After spending weeks warning Donald Trump that he needed to up his game in order to prevent a Kamala Harris victory in November, Republican pollster and former strategist Frank Luntz predicted that Tuesday night’s poor presidential debate did Trump in for good.

“It was a pretty negative performance—pretty pessimistic, cynical, contemptuous,” Luntz said Wednesday on Piers Morgan Uncensored. “And I think that this will cost him, yes.”

“I’m trying to decide if I want to go on record, and the answer is yes,” he added, “I think that he loses because of this debate performance.”

Following the debate, which saw Harris come out on top, according to polls, focus groups, and many network commentators, Trump lashed out at the moderators for fact-checking his many false claims.

Harris immediately challenged the former president to another encounter, but Trump told Fox News Wednesday morning that he would be “less inclined” to participate because, as he saw it, he did so well the first time.

Luntz made his prediction regardless of whether any additional debates take place.

“This is not the worst debate performance I’ve seen in my career, but it’s very close to it,” Luntz said, citing “the conversations about people eating dogs and cats, calling the leader of Hungary one of the greatest world leaders, repeatedly missing the opportunity to focus on inflation and affordability, and the complete inability to present his point of view without completely tearing into her, into Joe Biden, into whomever was in his sights.”

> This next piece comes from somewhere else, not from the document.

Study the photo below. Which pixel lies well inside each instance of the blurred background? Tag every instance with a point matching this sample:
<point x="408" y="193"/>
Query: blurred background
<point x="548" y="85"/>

It’s safe to say that Trump didn’t adhere to Luntz’s advice following Harris’ sudden entry into the race in July. The following month, Luntz told CNBC that Trump should stop talking about the size of his rally crowds—something he immediately did Tuesday after Harris mentioned his ongoing fixation with the topic.

Luntz said on CNN around the same time that Trump “has been very negative and very hostile”—traits that he said showed themselves again Tuesday night in front of an audience of 67.1 million, according to Nielsen.